The Service Life Extension Program began in 2009 to enable the Navy's 16 Mercury aircraft to fly missions for another 20 years. The program's customer, Navy Strategic Communications Wing ONE, based at Tinker Air Force Base, praised the latest delivery of its 13th reconditioned plane.

"The three most recent SLEP aircraft were returned to the Navy under the target goal of 150 days," wing Deputy Commander Capt. Ed McCabe said. "The aircraft delivered in September 2015 was more than two weeks early, greatly enhancing operational flexibility and mission readiness.

"This could not have come at a better time for the Navy, as aircraft availability is extremely critical due to numerous ongoing modifications to these vital National and Strategic Nuclear Command and Control Assets," he continued. "There have been challenges, but the Air Force, Navy and civilian teams working together have overcome them each in turn and will continue to do so."

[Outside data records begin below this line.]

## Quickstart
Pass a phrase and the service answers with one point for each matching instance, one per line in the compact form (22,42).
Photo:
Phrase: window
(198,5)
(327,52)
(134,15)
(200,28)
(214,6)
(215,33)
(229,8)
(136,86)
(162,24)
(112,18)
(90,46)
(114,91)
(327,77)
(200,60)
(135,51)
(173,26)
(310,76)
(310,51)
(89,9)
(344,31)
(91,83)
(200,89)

SLEP managers and maintainers take ownership of the hurdles they've overcome, especially as a new program in 2009. The first E-6 took more than 270 days to finish.

Leaders say they're proud of a 180-degree turnaround from those days.

Bob Helgeson, 566th Aircraft Maintenance Squadron director, said the SLEP enterprise team, made up of both Navy and Air Force personnel, successfully applied the principles of the Air Force Sustainment Center Way, gated processes and other AFSC management tools to reduce maintenance flow days by over 50 percent. Those significant changes allowed the team to exceed the 133-day "Art of the Possible" target, Helgeson said.

"Not only did the team exceed the "Art of the Possible" goals, they also achieved something more important -- the right results, the right way," he said. "There were zero defects. We turned the aircraft back over to our Navy customer and they were able to quickly get it back on the ready line. That is very important to our Navy customer due to the limited aircraft they have available and the critical mission they support."

Early on, the roughly 60-member team borrowed tools from other aircraft programs and had to rely on qualified mechanics from other organizations to do some of the program's prep work.

"We used to depend on E-3s (AWACS maintainers) to come and take the engines off," said First Line Supervisor Reggie Lee. Now the sheet metal guy is not just the sheet metal guy. In the first gate, he can take the engines off, or the tail feathers off, or help de-panel the plane.

"That is probably the biggest reason that we went from 200-plus days to 132 -- guys willing to cross-train and learn other jobs. They own this. This belongs to them."